Sercan’s vision is clear: “We want to be industrial standard and we want people to say three, ten years from now, ‘What were we doing without Intenseye?'”
For B2B founders, Intenseye’s journey offers powerful lessons about customer immersion, category creation, and the importance of adapting your go-to-market approach based on real customer feedback rather than assumptions. Sometimes, the path to protecting millions starts with making ice cream on the factory floor.
"We came up with those category names. We named those use cases and main categories and we expanded them under like 50 new use cases too... So I would say the number one thing that we do really well is relying on our customers, our users on the front lines, and how they use our platform and operationalize and what they call it." Sercan emphasized the importance of letting your customers help shape how you define and communicate about your new category, rather than imposing terminology on them.
Sercan personally visited over 50 manufacturing facilities in the first two years and even worked production lines to understand the environment. "I was making ice creams for a week, cars for another week.
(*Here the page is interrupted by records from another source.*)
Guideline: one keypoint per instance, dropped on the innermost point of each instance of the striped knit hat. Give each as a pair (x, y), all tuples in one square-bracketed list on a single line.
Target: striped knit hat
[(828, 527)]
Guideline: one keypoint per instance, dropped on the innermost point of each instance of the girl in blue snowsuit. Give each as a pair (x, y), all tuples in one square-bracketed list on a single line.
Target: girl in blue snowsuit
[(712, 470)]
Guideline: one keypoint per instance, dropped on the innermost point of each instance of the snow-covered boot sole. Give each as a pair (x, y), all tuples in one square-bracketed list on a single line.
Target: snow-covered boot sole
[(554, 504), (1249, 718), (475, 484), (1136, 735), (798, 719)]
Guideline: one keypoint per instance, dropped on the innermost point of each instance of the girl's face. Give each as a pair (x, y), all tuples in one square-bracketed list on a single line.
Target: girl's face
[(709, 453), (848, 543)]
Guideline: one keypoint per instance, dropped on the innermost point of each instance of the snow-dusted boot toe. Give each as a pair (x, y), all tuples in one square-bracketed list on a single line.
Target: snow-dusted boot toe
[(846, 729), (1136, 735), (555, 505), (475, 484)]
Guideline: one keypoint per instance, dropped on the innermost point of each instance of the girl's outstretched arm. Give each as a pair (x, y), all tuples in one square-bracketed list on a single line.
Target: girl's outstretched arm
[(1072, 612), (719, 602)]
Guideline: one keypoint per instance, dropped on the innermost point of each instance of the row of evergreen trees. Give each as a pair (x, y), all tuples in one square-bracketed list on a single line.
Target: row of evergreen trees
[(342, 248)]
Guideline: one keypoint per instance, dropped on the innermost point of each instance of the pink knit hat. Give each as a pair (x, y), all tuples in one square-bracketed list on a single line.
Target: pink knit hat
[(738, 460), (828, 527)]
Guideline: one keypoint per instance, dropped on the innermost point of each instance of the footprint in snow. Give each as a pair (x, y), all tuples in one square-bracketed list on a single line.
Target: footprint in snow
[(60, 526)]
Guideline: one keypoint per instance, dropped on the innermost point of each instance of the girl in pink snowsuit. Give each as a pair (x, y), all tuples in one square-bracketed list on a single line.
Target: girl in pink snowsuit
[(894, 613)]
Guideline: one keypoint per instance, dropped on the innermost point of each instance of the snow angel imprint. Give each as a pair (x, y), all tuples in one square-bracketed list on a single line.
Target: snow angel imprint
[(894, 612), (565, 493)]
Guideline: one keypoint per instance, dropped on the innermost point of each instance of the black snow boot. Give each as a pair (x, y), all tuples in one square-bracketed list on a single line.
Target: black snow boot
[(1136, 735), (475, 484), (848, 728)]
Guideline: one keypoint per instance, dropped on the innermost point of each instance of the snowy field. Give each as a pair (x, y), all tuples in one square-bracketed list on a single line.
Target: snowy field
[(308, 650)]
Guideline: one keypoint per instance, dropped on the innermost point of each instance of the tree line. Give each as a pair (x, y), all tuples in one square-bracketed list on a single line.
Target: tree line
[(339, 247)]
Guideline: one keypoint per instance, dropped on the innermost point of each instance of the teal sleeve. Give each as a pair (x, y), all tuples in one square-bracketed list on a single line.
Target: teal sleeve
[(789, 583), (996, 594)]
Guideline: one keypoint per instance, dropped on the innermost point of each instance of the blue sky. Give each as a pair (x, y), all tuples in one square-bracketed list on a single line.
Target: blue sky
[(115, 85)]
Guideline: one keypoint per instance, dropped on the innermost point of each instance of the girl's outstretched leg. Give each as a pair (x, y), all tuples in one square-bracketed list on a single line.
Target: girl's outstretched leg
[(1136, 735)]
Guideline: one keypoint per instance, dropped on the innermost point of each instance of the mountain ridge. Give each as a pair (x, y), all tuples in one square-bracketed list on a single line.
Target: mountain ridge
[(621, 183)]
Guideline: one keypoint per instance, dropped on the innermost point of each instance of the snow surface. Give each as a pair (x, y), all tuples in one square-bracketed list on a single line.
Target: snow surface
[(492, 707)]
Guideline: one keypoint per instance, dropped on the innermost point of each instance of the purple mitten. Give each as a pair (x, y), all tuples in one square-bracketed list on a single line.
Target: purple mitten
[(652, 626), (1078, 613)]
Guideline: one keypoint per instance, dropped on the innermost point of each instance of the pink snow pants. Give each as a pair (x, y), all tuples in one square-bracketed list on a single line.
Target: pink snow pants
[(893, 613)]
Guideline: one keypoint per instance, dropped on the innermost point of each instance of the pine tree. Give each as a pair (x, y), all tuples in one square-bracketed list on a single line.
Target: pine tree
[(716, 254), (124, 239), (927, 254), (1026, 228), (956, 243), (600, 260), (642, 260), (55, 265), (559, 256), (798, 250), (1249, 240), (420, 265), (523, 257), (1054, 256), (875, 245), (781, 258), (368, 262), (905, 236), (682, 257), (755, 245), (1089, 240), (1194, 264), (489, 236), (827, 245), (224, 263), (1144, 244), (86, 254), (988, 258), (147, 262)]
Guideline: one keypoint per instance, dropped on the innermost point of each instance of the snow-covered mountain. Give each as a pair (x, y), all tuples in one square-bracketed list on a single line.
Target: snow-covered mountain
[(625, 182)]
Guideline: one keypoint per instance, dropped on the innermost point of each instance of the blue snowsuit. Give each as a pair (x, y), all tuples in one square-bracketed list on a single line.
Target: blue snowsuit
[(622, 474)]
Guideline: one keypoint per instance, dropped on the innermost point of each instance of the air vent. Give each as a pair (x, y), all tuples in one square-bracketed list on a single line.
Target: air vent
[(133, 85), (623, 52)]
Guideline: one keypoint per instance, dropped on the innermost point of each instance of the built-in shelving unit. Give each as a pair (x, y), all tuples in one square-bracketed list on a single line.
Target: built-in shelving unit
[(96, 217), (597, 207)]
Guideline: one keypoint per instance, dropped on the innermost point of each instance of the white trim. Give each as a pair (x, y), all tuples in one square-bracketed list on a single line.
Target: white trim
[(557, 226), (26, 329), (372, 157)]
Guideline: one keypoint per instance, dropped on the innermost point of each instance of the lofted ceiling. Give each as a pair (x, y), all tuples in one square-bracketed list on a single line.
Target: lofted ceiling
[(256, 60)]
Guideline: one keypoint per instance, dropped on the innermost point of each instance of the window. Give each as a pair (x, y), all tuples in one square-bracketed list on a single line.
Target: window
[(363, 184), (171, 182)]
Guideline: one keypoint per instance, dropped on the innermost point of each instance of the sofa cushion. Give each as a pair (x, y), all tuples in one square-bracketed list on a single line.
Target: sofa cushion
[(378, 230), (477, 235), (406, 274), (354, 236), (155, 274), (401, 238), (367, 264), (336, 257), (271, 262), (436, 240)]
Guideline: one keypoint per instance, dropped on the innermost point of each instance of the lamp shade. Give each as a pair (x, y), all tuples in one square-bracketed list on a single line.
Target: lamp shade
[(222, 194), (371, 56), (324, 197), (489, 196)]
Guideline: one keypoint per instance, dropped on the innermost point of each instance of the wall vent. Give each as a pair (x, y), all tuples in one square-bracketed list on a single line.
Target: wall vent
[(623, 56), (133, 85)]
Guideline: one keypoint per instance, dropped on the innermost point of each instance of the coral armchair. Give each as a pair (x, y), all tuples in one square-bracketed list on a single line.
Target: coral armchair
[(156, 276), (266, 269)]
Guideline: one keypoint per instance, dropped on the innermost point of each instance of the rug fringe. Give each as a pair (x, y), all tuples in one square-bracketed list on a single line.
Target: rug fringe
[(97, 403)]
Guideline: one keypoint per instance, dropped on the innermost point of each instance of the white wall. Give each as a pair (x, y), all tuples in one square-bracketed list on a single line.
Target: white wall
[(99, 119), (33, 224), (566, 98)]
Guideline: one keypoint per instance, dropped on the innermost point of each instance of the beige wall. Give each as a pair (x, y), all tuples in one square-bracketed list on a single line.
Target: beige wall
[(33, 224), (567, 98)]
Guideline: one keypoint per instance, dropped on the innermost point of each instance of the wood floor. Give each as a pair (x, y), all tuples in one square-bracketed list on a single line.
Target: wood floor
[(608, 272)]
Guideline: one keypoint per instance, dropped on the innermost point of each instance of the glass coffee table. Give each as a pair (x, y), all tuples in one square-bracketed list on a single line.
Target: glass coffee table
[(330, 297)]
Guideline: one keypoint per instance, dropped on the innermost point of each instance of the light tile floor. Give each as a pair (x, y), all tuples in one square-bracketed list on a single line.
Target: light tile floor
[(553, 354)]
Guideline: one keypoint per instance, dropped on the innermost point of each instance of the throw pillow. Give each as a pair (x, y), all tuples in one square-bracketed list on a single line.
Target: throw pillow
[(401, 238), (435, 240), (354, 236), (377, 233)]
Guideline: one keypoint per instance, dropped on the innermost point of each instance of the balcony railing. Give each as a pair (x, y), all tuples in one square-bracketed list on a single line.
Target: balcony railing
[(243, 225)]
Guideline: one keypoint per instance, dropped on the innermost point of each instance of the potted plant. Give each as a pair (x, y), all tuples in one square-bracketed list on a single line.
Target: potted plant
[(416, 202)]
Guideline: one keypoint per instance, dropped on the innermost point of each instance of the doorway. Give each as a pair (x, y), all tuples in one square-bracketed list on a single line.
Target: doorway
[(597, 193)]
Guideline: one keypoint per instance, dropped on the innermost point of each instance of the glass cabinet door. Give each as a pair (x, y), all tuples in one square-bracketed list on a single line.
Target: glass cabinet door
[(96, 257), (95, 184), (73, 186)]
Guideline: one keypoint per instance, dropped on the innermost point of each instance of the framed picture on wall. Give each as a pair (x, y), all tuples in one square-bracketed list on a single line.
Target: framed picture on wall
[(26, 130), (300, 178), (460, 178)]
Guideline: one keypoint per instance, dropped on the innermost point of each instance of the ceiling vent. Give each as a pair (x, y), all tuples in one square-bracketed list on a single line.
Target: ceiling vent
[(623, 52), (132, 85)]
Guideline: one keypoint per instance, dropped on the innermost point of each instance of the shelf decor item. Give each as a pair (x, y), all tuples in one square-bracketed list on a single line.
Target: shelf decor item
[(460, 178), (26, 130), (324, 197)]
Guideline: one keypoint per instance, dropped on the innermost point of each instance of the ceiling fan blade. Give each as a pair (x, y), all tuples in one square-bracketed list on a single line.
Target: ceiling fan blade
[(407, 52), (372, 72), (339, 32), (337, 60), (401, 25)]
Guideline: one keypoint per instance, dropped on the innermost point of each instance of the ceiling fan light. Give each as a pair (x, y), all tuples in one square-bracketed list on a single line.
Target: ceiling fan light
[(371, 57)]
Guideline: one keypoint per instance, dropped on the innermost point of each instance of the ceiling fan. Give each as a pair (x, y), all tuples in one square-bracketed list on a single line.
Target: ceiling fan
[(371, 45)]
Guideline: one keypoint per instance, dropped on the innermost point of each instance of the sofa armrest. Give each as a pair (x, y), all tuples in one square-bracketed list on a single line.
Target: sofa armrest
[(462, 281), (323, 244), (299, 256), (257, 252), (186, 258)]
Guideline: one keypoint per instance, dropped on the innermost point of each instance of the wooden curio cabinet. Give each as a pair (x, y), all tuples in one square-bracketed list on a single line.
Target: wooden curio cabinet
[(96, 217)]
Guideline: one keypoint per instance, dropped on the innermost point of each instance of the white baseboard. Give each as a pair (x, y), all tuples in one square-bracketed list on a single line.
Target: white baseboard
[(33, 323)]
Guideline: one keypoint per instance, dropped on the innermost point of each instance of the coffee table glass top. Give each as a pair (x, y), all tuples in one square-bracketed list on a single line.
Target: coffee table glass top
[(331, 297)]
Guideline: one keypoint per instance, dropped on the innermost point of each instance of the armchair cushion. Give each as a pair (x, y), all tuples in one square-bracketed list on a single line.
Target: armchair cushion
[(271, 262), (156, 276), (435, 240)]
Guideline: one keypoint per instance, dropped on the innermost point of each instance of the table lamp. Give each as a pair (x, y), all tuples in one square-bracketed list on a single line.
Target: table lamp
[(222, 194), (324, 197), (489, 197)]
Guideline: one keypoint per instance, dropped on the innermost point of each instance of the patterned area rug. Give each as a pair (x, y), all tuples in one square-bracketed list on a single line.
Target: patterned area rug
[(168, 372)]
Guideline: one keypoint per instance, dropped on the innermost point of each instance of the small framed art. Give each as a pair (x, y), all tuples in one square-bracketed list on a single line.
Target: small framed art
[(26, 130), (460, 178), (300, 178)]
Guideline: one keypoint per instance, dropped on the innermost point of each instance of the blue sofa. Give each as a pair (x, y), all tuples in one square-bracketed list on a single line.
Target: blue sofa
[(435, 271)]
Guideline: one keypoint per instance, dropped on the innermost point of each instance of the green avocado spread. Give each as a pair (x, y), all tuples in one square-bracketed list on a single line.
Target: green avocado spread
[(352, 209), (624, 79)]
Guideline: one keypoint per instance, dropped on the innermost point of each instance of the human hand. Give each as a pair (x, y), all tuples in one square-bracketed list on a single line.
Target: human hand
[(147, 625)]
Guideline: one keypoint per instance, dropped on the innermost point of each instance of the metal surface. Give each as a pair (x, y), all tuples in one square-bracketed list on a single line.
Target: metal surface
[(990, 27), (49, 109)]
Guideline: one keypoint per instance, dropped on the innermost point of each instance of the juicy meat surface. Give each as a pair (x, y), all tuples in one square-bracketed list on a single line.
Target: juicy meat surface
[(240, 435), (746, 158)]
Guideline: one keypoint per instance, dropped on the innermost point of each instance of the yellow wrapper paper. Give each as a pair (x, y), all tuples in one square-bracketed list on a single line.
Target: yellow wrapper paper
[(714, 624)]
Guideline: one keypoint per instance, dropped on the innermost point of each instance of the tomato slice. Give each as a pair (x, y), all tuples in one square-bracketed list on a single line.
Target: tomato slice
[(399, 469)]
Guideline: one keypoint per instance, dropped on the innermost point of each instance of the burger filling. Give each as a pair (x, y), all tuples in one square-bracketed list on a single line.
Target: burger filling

And I was working right next to frontline teams to learn more." This deep immersion helped Intenseye build a solution that truly addressed the realities of their customers' environments rather than creating a theoretical solution from a distance.
The Intenseye team originally envisioned a self-serve, product-led growth model but quickly realized enterprise sales was the right approach. Sercan recalls: "I remember my first call with the procurement leader from a largest customer and he was challenging me and I said, 'Look, this is the first time I'm doing this. Can you tell me how you guys want to buy this? You tell me and I will just figure this out.' And he gave me amazing insights." This willingness to learn from customers shaped their land-and-expand strategy and pricing model.
When implementing computer vision in industrial settings, Sercan's team anticipated potential resistance and built solutions proactively: "We are always aggressively cautious about the implementation of computer vision technology because immediate reaction might be 'Hey, this is Big Brother...' But these are all wrong. We spend a lot of time with unions, frontline teams, building anonymization around blurring the entire body at the camera level, thumbnail level, and everything... to earn their trust, earn their hearts and minds."
Rather than generic marketing, Intenseye built a video engine that could analyze customer video footage using their AI, showing precisely how their system would work in a prospect's actual environment. "I posted on LinkedIn, promoted in the region where I know that account could see our video... I remember couple hours later it was a meeting booked from the VP of Healthcare Safety with a note: 'Hey, I'm really interested about this solution.'" This approach of showing exactly how you solve the specific problem has become the foundation of their marketing strategy.